Other ingredients that are used in the bread making process might include small amounts of vegetable oil (another type of bread improver) to help keep the bread soft over its life. Vegetable oil extracts are also used as emulsifiers and provide dough stability in addition to improving loaf volume and in maintaining softness. Ascorbic Acid or Vitamin C (on the label as a treatment agent since that’s the job its there to do) is used to strengthen the dough and has a beneficial effect on the volume, crumb structure and softness of the bread. Acetic acid (vinegar) is sometimes used as a preservative to ensure the freshness of the product.

How does commercial sliced pan differ from other white bread?

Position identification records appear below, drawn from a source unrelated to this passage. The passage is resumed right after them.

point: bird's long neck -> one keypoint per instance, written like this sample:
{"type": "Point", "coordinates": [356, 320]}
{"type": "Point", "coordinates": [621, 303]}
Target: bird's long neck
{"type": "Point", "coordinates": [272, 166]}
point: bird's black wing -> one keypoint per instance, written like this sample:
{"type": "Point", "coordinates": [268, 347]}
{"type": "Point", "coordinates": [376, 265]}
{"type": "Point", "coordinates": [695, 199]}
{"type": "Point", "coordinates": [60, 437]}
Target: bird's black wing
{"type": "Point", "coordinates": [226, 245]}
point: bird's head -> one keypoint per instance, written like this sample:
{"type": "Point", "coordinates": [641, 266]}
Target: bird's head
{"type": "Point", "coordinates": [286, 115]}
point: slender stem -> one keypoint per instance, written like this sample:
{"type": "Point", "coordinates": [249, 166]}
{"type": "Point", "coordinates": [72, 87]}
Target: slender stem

As we have seen above, all dough needs to be beaten or kneaded either by hand or mechanically in order to develop the gluten network to support the gas bubbles. Simply blending the ingredients is not enough to start gluten development. All bread making, be it in your own kitchen or in a large bakery, relies on four key steps:

  1. Mixing
  2. Proving/Fermenting
  3. Baking
  4. Cooling

Most modern commercial bread-making processes differ only in the mixing process, using a few additional ingredients, and length of time the fermentation takes. This method is called the Chorleywood Bread Process, (CBP) developed in England, in a place called Chorleywood in 1961, and it uses high speed mixing to develop the dough for proving and baking. It is essentially a rapid form of kneading which helps to develop the gluten structure within the dough, which means that the lengthy bulk fermentation of traditional processes is not needed. To achieve this, ascorbic acid (vitamin C) a flour treatment agent, and a little vegetable fat or emulsifier need to be added and are usually combined in a bread improver (see above).

Other than mixing and bulk fermentation, all other parts of the bread making – dough dividing, proving, baking, cooling and slicing are the same as any other way of making bread. The CBP does not develop the same acidic flavours associated with traditional methods, but can give very fine, soft texture we associate with the sliced pan in Ireland.